You can use Union on channel boards with no problema.


----------



## ek9max

F1EA said:


> You can use Union on channel boards with no problema.


I'd like to see how that works. Kinda defeats the purpose of the channel I think.


----------



## F1EA

ek9max said:


> I'd like to see how that works. Kinda defeats the purpose of the channel I think.


Not really. It still provides minimum board contact, freedom for any stance width, and you can use the discs purely for centering boots...


----------



## Nivek

Not entirely I have disc mount cartels on my Trick Pony. You still have unrestricted stance width. I've grown to really appreciate the channel and what it and bindings designed around it are capable of and would honestly like to see other brands get past this "if we do it too we'll only be viewed as following Burton" mentality.
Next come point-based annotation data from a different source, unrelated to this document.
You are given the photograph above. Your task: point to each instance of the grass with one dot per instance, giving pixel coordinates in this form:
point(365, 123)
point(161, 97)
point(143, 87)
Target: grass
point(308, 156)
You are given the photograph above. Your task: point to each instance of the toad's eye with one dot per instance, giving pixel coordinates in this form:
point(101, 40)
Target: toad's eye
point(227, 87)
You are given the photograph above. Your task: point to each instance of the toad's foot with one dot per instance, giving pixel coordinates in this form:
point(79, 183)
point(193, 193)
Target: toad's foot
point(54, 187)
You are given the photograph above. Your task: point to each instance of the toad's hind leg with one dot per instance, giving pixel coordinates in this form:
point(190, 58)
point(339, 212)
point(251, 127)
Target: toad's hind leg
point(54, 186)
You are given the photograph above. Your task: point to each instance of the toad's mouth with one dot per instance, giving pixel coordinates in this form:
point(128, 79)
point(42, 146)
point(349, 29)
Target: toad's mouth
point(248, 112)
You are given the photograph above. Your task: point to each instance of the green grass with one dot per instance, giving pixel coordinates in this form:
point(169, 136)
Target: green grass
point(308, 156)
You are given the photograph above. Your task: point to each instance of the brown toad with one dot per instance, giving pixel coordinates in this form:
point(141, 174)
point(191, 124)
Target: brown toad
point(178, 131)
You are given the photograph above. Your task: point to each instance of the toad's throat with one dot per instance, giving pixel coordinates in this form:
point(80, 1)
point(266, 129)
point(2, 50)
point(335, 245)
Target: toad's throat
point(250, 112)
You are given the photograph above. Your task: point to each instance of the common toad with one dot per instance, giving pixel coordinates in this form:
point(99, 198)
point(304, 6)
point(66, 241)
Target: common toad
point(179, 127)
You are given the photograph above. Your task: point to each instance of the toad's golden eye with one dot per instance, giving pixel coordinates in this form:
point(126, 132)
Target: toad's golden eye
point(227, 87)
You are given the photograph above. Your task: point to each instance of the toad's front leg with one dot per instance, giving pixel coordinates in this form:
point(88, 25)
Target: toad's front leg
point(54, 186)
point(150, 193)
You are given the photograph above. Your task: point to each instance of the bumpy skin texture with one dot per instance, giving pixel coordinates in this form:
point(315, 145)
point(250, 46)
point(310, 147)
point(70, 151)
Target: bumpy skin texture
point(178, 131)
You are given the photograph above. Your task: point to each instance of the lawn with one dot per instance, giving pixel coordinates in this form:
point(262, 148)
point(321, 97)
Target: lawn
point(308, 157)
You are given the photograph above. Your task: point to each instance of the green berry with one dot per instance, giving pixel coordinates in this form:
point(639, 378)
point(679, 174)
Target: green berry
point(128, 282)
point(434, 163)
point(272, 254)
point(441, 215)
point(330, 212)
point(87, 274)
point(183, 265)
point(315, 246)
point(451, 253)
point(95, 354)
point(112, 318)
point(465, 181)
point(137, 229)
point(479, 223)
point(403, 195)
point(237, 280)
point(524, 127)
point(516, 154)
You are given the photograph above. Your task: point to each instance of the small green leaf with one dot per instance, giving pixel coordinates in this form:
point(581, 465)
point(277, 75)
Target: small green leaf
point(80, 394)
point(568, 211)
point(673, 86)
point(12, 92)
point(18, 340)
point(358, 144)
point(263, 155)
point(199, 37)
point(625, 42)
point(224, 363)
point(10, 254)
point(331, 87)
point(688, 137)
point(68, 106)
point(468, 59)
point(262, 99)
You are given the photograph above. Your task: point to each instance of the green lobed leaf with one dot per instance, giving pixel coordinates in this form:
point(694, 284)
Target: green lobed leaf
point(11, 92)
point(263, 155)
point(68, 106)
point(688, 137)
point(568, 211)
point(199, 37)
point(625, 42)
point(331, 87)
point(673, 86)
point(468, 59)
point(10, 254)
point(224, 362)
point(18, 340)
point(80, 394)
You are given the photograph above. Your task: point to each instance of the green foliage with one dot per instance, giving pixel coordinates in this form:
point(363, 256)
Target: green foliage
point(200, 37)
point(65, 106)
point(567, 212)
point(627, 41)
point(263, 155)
I think it does need to be explored further, but honestly that wont happen until other brands use it and specifically attempt to differentiate themselves from Burton by uitilizing it in other ways.


----------



## ridinbend

Nivek said:


> Not entirely I have disc mount cartels on my Trick Pony. You still have unrestricted stance width. I've grown to really appreciate the channel and what it and bindings designed around it are capable of and would honestly like to see other brands get past this "if we do it too we'll only be viewed as following Burton" mentality. I think it does need to be explored further, but honestly that wont happen until other brands use it and specifically attempt to differentiate themselves from Burton by uitilizing it in other ways.


Capita had it for a while back in mid 2000's but didn't stick with it. I liked it. I love it now, I just have to keep a measuring tape with me as I don't have a numerical reference to the burton references.


----------



## ek9max

Nivek said:


> Not entirely I have disc mount cartels on my Trick Pony. You still have unrestricted stance width. I've grown to really appreciate the channel and what it and bindings designed around it are capable of and would honestly like to see other brands get past this "if we do it too we'll only be viewed as following Burton" mentality. I think it does need to be explored further, but honestly that wont happen until other brands use it and specifically attempt to differentiate themselves from Burton by uitilizing it in other ways.


I agree!

Seeing endeavor go 100% channel this season coming up is good for the industry. I heard Capital is also considering this. Once that happens, I'm sure union, flux or whoever will start making "EST" type bindings.


----------



## F1EA

ek9max said:


> I agree!
> 
> Seeing endeavor go 100% channel this season coming up is good for the industry. I heard Capital is also considering this. Once that happens, I'm sure union, flux or whoever will start making "EST" type bindings.


Or at least EST-optimized discs.

Also... yes to what Nivek and Ridin said.
My Now drives came with a measuring tape, first time i ever measured my stance


----------



## ek9max

F1EA said:


> Or at least EST-optimized discs.
> 
> Also... yes to what Nivek and Ridin said.
> My Now drives came with a measuring tape, first time i ever measured my stance


Ya. I do love the fact that I can get my stance width perfect AND get my boot centrered from toe to heel edge.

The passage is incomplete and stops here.